Invece che raddoppiare il loro valore, come diceva Berlusconi, le azioni dell’ENEL hanno perso il 15 per cento. Quelle dell’ENI hanno aumentato il loro valore del 16 per cento: abbastanza da annullare le perdite delle azioni ENEL ma ben lontane dalla quota promessa. L’aumento migliore è registrato dall’azienda del premier, Mediaset, che è cresciuta del 38 per cento: lontano dal 100 per cento promesso dal premier ma comunque parecchio. In definitiva, però, il pacchetto consigliato dal premier non frutta che il 15 per cento. Emilio guadagna 17 mila euro in due anni, avendone investiti 120 mila.
Nel corso della conferenza stampa, Berlusconi consigliò di puntare su aziende con price earning – il rapporto tra prezzo e utili – compreso tra 8 e 20, alludendo al fatto che quelle con un rapporto superiore a venti fossero sopravvalutate e quindi destinate a perdere terreno. In quel momento tra le aziende con un price earning superiore a 20 c’erano Apple, Google e Amazon. Jonkind ha fatto allora un’altra simulazione, per vedere cosa sarebbe successo se Emilio avesse investito il suo patrimonio sulle aziende sconsigliate dal premier: e insomma, invece che perdere terreno, i titoli di quelle aziende in questi due anni hanno attraversato crescite ripidissime. Emilio avrebbe guadagnato il 241 per cento del suo capitale, quasi una volta e mezza.

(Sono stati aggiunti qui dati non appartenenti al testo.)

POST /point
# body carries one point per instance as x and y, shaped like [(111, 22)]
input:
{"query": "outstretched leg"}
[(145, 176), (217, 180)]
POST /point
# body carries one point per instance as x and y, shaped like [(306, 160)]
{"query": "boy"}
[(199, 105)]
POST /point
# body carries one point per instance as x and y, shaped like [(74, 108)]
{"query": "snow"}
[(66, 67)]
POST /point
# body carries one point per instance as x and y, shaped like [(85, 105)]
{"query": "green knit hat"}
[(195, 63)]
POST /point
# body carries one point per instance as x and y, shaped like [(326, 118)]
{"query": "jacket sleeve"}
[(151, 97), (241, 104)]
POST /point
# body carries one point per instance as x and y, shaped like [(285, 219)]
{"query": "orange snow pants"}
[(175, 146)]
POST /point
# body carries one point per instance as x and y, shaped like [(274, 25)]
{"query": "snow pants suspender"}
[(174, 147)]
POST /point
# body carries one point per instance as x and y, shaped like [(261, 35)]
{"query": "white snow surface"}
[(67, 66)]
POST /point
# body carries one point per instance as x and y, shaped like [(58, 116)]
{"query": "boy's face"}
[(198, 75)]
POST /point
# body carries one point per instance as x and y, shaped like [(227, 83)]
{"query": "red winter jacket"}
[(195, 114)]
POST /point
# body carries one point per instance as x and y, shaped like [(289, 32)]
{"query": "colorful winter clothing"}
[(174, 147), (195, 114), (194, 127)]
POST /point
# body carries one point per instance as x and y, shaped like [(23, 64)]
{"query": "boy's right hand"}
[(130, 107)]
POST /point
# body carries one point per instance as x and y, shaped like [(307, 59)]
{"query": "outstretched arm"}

Non che si possa fare una campagna – giornalistica, o politica – riguardo questa piccola storia: è troppo lontana rispetto ai temi oggi in agenda, temporalmente e concretamente, e la dichiarazione di Berlusconi non fece abbastanza scalpore da far sì che gli italiani se la ricordino, adesso. Nonostante ciò è comunque utile raccontarla. Per il meritevole esercizio di costanza e memoria rispetto alla volatilità delle dichiarazioni di molti politici che hanno la tendenza a spararla grossa, senza un orizzonte che non siano i titoli dei giornali dell’indomani. E perché torna sempre comodo avere un link da girare a quelli che Berlusconi è bravissimo a fare i soldi per lui, quindi sarà bravo a farli fare a noi.

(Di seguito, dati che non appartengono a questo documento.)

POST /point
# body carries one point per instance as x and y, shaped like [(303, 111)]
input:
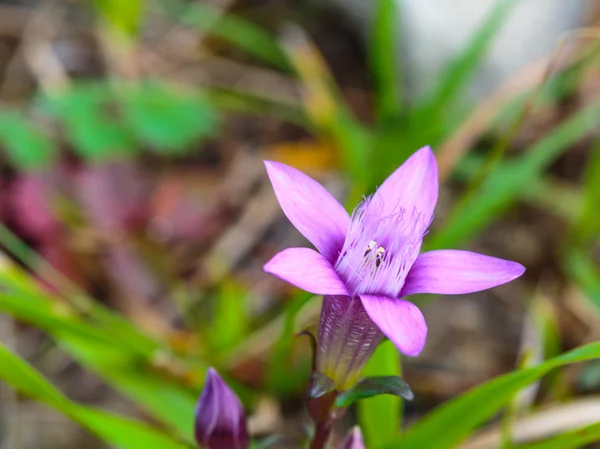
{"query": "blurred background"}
[(136, 213)]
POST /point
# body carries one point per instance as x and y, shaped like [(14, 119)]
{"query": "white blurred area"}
[(433, 31)]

Bisogna fare i complimenti a Jonkind oltre che per il suo blog anche per economíca che è andata in onda su radio nation.
Beati quelli che seguono B. pensando di trarne un vantaggio… Non vedono e non capiscono. Sono resi miopi dal loro rancore e dal desiderio di stare dalla parte del più forte per sentirsi più forti. La verità, anche quella dei numeri, è ben diversa. B. lavora e parla solo per il proprio vantaggio. Noi lo sappiamo ma non siamo stati abbastanza cinici. Avremmo potuto comprare azioni Mediaset, certi di fare un affare. Non siamo come B., è evidente.
“Il caffè del Pestalozzi!” Divertente, oltre che intelligente.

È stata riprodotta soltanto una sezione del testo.